By Lawi Weng 4 April 2014

Clashes are continuing in northern Shan State between the Ta’ang National Liberation Army (TNLA) and government troops, as census enumerators try to collect demographic data in the area.

Fighting was reported twice on Friday in Thar Pan Kon village, Kutkai Township, including at 3 am and at 10 am, according to TNLA spokesman Mai Aie Kyaw.

“Our troops are active in that area to crack down on opium cultivation,” he told The Irrawaddy.

He said no TNLA casualties were reported, while it was unknown whether any government soldiers had been wounded or killed.

Clashes between both sides also broke out on Wednesday, he added.

On Sunday Burma began its first nationwide census in over three decades, with more than 80,000 enumerators spanning out across the country to collect demographic data.

The census has been controversial for a number of reasons. In western Burma, enumerators were instructed not to record information from respondents who identified as Rohingya Muslim. Elsewhere, activists have opposed the classification of ethnic groups as overly simplistic or inaccurate. And questions have arisen over whether data could be properly collected in areas where armed conflicts are still ongoing.

In northern Burma, the Kachin Independence Army (KIA) said it would not allow the census to be conducted in areas under its control. On Wednesday, The Mirror state-run newspaper reported that data collection had been unsuccessful in northern Shan State and some parts of Kachin State because of threats from the KIA.

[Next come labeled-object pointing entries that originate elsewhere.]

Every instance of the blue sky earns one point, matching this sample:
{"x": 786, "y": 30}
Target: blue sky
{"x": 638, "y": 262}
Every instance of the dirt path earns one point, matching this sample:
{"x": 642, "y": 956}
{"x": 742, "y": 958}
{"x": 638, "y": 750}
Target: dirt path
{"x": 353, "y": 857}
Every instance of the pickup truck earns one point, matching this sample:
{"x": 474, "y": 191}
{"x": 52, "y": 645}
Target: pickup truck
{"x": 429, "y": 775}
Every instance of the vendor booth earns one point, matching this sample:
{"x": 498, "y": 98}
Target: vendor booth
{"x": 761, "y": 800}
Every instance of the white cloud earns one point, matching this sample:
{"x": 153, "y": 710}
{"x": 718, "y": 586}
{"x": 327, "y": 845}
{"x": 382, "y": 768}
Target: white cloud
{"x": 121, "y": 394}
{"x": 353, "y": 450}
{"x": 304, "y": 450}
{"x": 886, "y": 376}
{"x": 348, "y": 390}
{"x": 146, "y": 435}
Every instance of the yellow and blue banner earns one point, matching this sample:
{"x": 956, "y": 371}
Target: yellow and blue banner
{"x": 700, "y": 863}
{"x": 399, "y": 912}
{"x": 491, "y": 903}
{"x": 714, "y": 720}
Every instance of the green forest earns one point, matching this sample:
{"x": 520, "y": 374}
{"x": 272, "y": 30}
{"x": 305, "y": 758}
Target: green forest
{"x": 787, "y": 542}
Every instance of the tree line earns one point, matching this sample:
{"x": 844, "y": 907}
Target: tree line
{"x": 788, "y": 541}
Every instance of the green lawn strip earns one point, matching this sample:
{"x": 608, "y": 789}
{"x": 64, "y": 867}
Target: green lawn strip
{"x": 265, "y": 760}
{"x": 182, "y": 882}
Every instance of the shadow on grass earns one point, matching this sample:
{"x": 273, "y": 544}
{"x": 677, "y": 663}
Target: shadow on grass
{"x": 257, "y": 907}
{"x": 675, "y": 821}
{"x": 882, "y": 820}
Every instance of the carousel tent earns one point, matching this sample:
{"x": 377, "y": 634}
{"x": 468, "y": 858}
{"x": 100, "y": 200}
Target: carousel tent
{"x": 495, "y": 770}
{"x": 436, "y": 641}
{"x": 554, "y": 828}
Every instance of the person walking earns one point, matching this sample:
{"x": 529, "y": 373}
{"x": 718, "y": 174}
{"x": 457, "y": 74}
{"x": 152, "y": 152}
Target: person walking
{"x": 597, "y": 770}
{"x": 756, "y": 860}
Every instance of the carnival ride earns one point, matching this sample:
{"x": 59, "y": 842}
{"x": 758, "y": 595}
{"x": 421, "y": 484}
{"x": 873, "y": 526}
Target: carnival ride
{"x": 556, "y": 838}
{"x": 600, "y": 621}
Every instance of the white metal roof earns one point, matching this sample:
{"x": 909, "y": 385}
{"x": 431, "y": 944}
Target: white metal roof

But the TNLA, an ethnic Palaung armed group, said it would not try to block data collection.

“We told our troops to avoid fighting during the census. We let the census proceed in our territory, no problem,” Mai Aie Kyaw said.

The KIA and the TNLA are the only two major ethnic armed groups that have not signed ceasefires with the government.

More troops from the Burma Army have been deployed to northern Shan State recently, despite pledges in Naypyidaw to work toward a nationwide ceasefire accord. The TNLA reported that 40 Burma Army trucks with new recruits traveled through Namkhan Township on Thursday, and that clashes between both sides broke out 30 times in March.

Government troops have also continued to fight in northern Shan State with Kachin and ethnic Shan armed groups.